Desde la Gran Recesión y el éxtasis de Internet las bases materiales del periodismo (sobre todo, en papel, el último refugio de su solidez) estaban en jaque por una malhadada conjunción. La crisis financiera viró las cuentas de muchas empresas informativas a rojo, fragilizando su independencia, su capacidad de reunir talento, su potencia. Y el universo digital se llevó lectores, a espuertas, hacia las pantallas. Se esfumaban así, casi de repente, los recursos que financiaban corresponsalías, enviados especiales, profesionales experimentados… y tiempo para verificar, la materia más cara de la profesión.

Con resultados desiguales entre cabeceras y continentes, empezábamos a otear alternativas viables. Como la prioridad a las versiones digitales, el aprovechamiento de los cruces multimedia, el rediseño de nuevas redacciones según el paradigma de lo instantáneo, nuevas fórmulas de financiación (suscripciones adaptables y combinadas, publicidad más dinámica), o la cooperación como complemento de la competencia. Y justo cuando empezaban a generalizarse, saltó el desafío de la mentira organizada. Aquel en que se ha basado el acceso al poder de los populismos (hasta ahora) triunfantes.
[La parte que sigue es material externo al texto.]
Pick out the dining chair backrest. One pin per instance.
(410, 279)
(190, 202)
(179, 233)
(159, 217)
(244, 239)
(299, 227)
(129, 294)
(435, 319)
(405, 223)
La mentira siempre había existido, incluso antes del apóstol Pedro. Pero quizá nunca –salvo en los años treinta—de una forma tan global, organizada e industrial como ahora. Se la denomine «posverdad», «falsa noticia», «hecho alternativo» o primacía de las creencias del contexto sobre el hecho desnudo, siempre se reduce en esencia a violar la verdad. Justo aquello que persigue el oficio del periodismo: aproximarse a la realidad de la forma más exacta posible, empleando la veracidad y desechando la verosimilitud.

En efecto, si el objetivo es la verdad, el método es la veracidad, su búsqueda honesta. A través de los mecanismos basales del oficio: observar, escuchar y averiguar; verificar los datos, contrastar las distintas versiones (siempre, al menos, dos); autenticar el relato; ponderar el conjunto con voluntad de ecuanimidad. Los periodistas no somos dueños de la verdad, sino agentes de la pugna por acercarse a ella. Y ni la autoconfianza ni la intuición ni la experiencia garantizan ese fin. El instrumental del que disponemos para lograrlo consiste solo –pero es lo trascendental– en aplicar las mencionadas reglas fundamentales.

Recuperar esos fundamentos quizá no será suficiente, pero resulta imprescindible. Por dignidad. Y porque si la prensa de calidad pretende contrarrestar el múltiple desafío del gigantesco patronato de la mentira, solo redoblará la legitimidad de su empeño afianzando el imperativo categórico de buscar siempre, incansable y honestamente, la verdad.